Texas doesn’t have to grant a divorce to a same-sex couple married in Massachusetts:
Gay couples legally married in other states cannot get a divorce in Texas, where same-sex marriage is banned, a state appeals court ruled Tuesday.
The 5th Texas Court of Appeals ruled that a Dallas district court judge didn’t have the authority to hear a divorce case involving two Dallas men who married in Massachusetts in 2006. Republican state Attorney General Greg Abbott’s office had appealed after Judge Tena Callahan, a Democrat, said she did have jurisdiction and dismissed the state’s attempt to intervene.

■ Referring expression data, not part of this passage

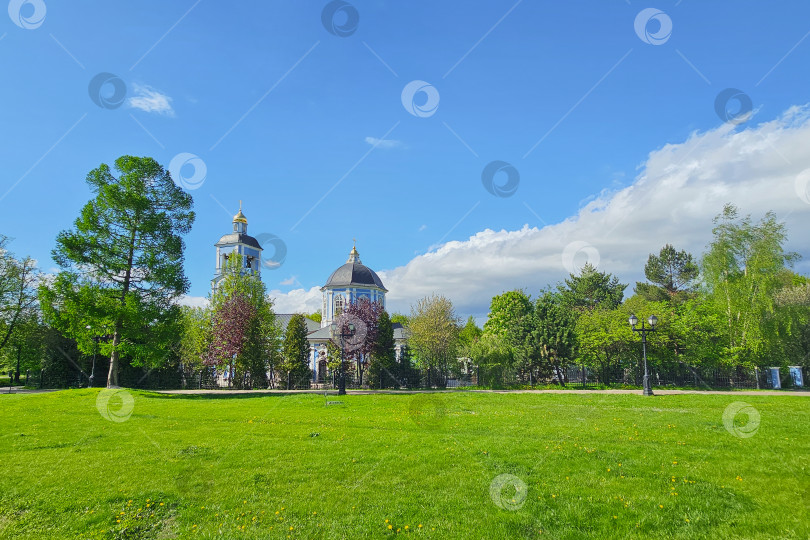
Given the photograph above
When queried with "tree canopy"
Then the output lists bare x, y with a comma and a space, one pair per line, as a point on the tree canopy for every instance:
122, 264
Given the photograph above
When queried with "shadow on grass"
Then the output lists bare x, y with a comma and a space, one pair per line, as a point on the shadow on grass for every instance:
225, 394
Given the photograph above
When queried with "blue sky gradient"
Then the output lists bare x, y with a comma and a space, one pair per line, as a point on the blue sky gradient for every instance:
285, 115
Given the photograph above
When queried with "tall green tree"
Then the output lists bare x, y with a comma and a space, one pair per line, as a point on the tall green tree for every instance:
591, 290
744, 268
469, 333
25, 348
195, 339
671, 275
18, 292
295, 355
434, 329
383, 371
122, 263
511, 320
554, 333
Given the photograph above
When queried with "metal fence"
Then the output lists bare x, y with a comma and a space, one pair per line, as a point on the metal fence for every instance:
677, 376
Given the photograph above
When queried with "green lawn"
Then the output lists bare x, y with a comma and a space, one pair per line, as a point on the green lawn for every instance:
460, 465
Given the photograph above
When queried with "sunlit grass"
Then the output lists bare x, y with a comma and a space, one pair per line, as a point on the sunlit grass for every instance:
460, 465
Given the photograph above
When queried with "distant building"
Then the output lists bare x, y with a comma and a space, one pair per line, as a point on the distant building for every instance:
348, 284
241, 243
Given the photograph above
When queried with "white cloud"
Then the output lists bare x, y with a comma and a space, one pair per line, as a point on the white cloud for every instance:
679, 190
383, 143
148, 99
297, 300
193, 301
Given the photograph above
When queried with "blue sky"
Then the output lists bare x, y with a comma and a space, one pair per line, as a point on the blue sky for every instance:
289, 117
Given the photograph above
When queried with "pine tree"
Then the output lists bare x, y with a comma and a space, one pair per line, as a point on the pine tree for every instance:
122, 264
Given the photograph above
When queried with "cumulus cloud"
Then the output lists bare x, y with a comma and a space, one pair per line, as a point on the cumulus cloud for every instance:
193, 301
383, 143
148, 99
297, 300
680, 188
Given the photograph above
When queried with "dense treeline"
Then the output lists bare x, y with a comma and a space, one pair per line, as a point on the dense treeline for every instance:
111, 314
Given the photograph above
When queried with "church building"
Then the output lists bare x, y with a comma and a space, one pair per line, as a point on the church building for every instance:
238, 242
348, 284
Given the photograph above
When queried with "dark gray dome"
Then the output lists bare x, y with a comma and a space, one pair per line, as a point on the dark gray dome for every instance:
354, 273
234, 238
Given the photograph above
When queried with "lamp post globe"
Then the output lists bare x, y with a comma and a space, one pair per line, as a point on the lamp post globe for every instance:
653, 321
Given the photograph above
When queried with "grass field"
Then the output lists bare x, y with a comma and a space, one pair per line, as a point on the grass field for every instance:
85, 464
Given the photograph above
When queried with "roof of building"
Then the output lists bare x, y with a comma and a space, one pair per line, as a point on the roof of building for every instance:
354, 273
242, 238
324, 334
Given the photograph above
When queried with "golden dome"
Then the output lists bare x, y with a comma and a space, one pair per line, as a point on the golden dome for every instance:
240, 217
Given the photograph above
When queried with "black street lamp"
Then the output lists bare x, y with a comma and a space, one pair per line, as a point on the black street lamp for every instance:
93, 369
653, 320
338, 332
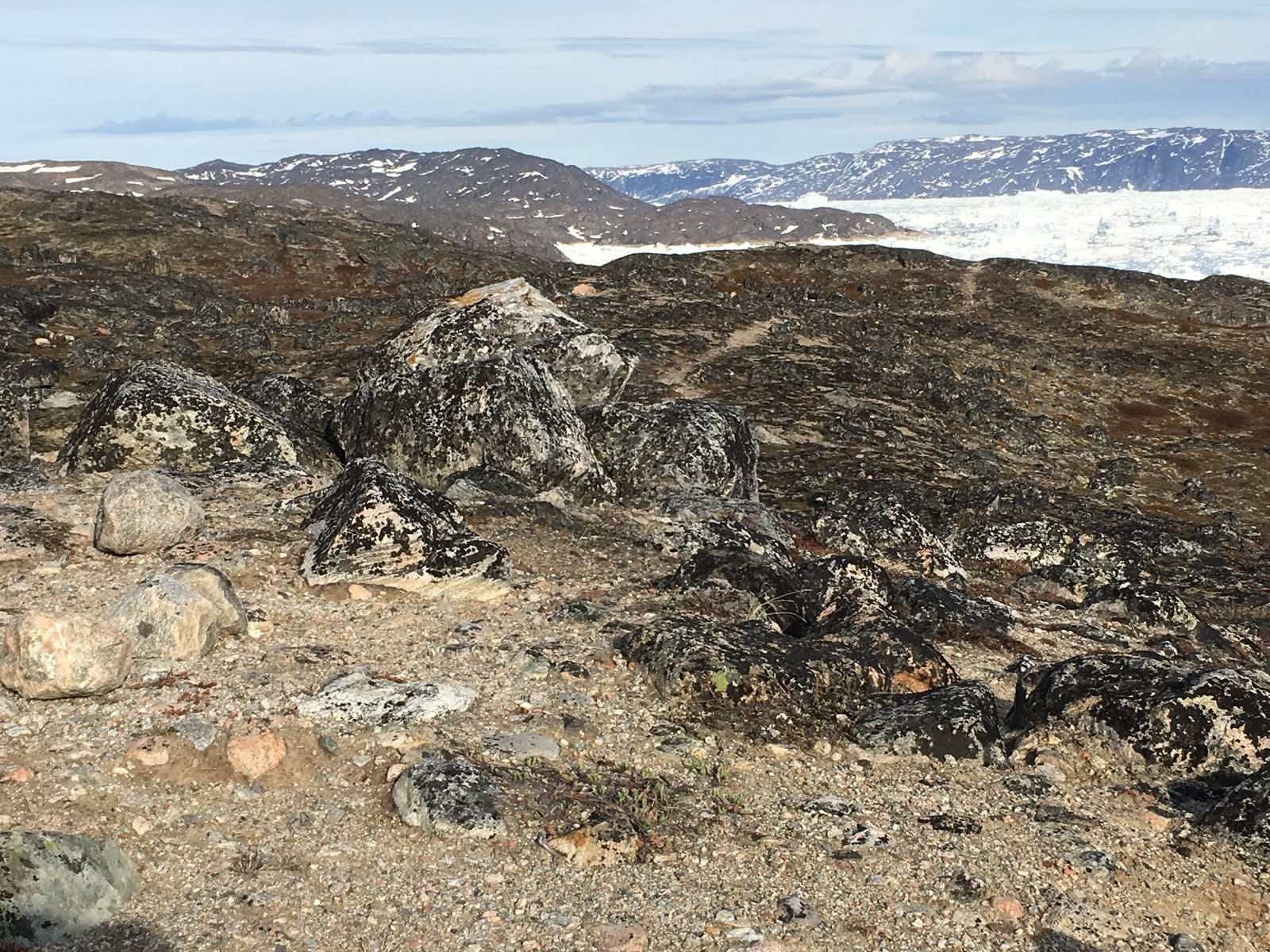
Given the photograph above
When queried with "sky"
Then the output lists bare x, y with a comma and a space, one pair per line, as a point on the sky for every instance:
175, 83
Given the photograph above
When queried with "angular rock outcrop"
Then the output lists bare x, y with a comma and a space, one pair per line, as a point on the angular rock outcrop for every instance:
145, 512
46, 657
778, 679
362, 698
958, 721
378, 526
1178, 716
508, 317
169, 620
55, 886
163, 416
676, 446
450, 797
506, 412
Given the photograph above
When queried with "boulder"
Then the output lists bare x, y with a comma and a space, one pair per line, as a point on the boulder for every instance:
379, 702
1178, 716
168, 620
213, 584
145, 512
450, 797
959, 721
506, 412
378, 526
298, 403
776, 679
676, 446
508, 317
163, 416
46, 657
873, 524
55, 886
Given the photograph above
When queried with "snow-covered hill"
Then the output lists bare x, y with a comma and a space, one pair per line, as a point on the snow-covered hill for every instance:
1143, 160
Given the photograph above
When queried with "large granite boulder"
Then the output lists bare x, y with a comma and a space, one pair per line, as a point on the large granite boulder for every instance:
1178, 716
507, 412
145, 512
508, 317
167, 416
378, 526
676, 446
55, 886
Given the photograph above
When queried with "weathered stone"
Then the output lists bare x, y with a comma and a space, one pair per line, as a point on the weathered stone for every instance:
507, 317
958, 721
872, 524
46, 657
776, 678
506, 412
1153, 606
55, 886
676, 446
378, 526
14, 427
298, 403
1246, 809
162, 416
1189, 720
168, 619
213, 584
145, 512
359, 697
450, 797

Now, a hetero couple married in Massachusetts can get a divorce in Texas. But, Texas doesn’t allow same-sex marriages and doesn’t have to recognize same-sex marriages from other states. Texas is “protected” by DOMA. Specifically, Section 2 of DOMA, codified as 28 USC § 1738C, which reads:
No State, territory, or possession of the United States, or Indian tribe, shall be required to give effect to any public act, record, or judicial proceeding of any other State, territory, possession, or tribe respecting a relationship between persons of the same sex that is treated as a marriage under the laws of such other State, territory, possession, or tribe, or a right or claim arising from such relationship.
Other legally married Americans have the freedom to move around the country, knowing their relationships are valid. But, same-sex couples don’t have that protection.
To quote Obama, DOMA really is an “abhorrent law.”